The Ikanos restaurant, recognized for its modern Greek cuisine, is changing its identity. The address in Old Montreal becomes a seafood steakhouse. Chef-owner Constant Mentzas has another surprise in store for us: the opening of a new kind of fishmonger’s at the Jean-Talon market.
At Garde Côte, we move away from Greece and the Mediterranean to gain more freedom. “We remove the brakes that we imposed on ourselves,” says Constant Mentzas. The chef-owner wants to explore more new playgrounds: fermentation, dry-aged fish and various influences – including Mexican, he slips.

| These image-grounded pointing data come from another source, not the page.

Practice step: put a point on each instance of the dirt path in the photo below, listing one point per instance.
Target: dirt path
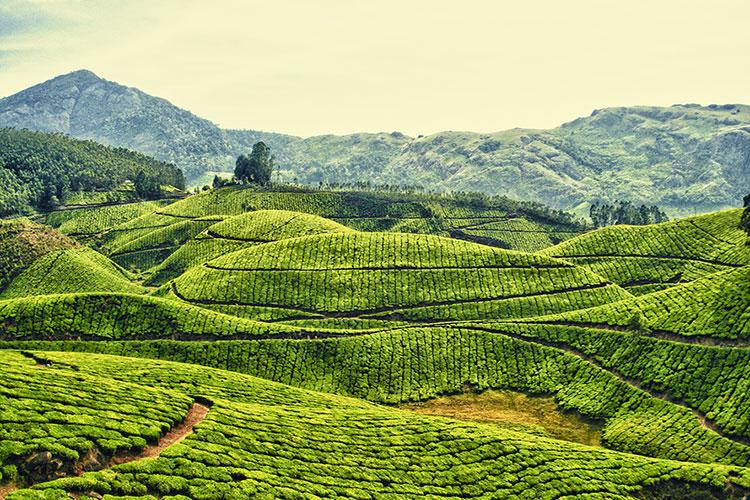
(196, 415)
(705, 422)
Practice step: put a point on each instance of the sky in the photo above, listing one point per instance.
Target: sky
(342, 66)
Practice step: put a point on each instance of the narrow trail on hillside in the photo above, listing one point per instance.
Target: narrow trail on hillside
(355, 313)
(644, 256)
(705, 422)
(704, 340)
(195, 415)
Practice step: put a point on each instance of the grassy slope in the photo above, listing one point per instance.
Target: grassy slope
(148, 240)
(70, 271)
(22, 242)
(352, 274)
(715, 306)
(648, 258)
(238, 232)
(374, 450)
(657, 396)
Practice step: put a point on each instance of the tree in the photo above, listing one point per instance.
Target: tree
(146, 186)
(745, 219)
(256, 168)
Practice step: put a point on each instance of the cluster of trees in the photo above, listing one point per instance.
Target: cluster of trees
(625, 212)
(147, 186)
(257, 167)
(40, 170)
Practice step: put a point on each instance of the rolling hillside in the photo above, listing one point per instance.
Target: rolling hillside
(686, 158)
(42, 171)
(267, 337)
(189, 226)
(644, 259)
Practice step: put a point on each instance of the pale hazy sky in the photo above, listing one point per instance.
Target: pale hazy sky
(322, 66)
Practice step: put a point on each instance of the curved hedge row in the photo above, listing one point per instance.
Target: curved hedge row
(419, 363)
(265, 439)
(715, 306)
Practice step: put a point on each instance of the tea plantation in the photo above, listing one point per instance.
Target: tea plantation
(243, 343)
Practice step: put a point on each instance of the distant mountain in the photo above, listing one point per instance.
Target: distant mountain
(39, 170)
(85, 106)
(685, 157)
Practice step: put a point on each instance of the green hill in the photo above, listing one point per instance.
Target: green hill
(390, 276)
(684, 158)
(22, 242)
(348, 447)
(146, 241)
(287, 324)
(716, 306)
(69, 271)
(238, 232)
(644, 259)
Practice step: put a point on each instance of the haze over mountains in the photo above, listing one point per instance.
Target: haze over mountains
(686, 157)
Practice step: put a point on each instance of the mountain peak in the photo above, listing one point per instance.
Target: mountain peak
(78, 76)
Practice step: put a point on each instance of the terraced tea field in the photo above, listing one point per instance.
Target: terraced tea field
(242, 343)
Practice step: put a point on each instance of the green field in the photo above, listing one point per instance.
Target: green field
(360, 344)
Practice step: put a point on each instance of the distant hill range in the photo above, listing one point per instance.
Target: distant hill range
(686, 158)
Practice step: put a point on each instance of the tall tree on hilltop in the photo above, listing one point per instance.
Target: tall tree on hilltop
(256, 168)
(146, 186)
(745, 220)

The regulars of Ikanos will not be confused, however, he assures. Fish and seafood remain the stars of the reinvented steakhouse – whether raw or grilled. A “raw bar” will be there as well as a sashimi section. Who says steakhouse, says meat; cuts of meat have therefore been added to the menu. A few signature Ikanos dishes will still be on the menu, such as fried zucchini and sea bass. in 2014.
“We want to better reflect where we are at,” says Constant Mentzas. The wine list will no longer be just Mediterranean, but will be “winemaker’s,” he says. On the cocktail side, there will be classics, but “with a twist”. “We want more surprises,” the chef expresses.
The decor will change little, but the service will be more present, with manipulation at the tables, specifies Constant Mentzas. Especially since customers, since the pandemic, come to the restaurant to have fun and live an experience, he noted.
Constant Mentzas is working twice as hard and will also be opening a fishmonger’s at the Jean-Talon market, the Palomar, in the coming weeks. “It’s going to look like a butcher’s shop,” explains the chef. Dry-cured fish that we will have whole or in cuts, charcuterie and fish-based sausages will be found at the Palomar counter – which will also have its cellar and café-refreshment areas.
Guests can go there in the morning for a coffee and a breakfast sandwich with fish charcuterie. At the end of the morning, it will be time for oysters and shellfish, and the place will turn into a wine and tapas bar in the evening. “We want something casual,” says Constant Mentzas.
With these two addresses, the chef gives himself the freedom to reinvent himself and innovate – which we won’t complain about!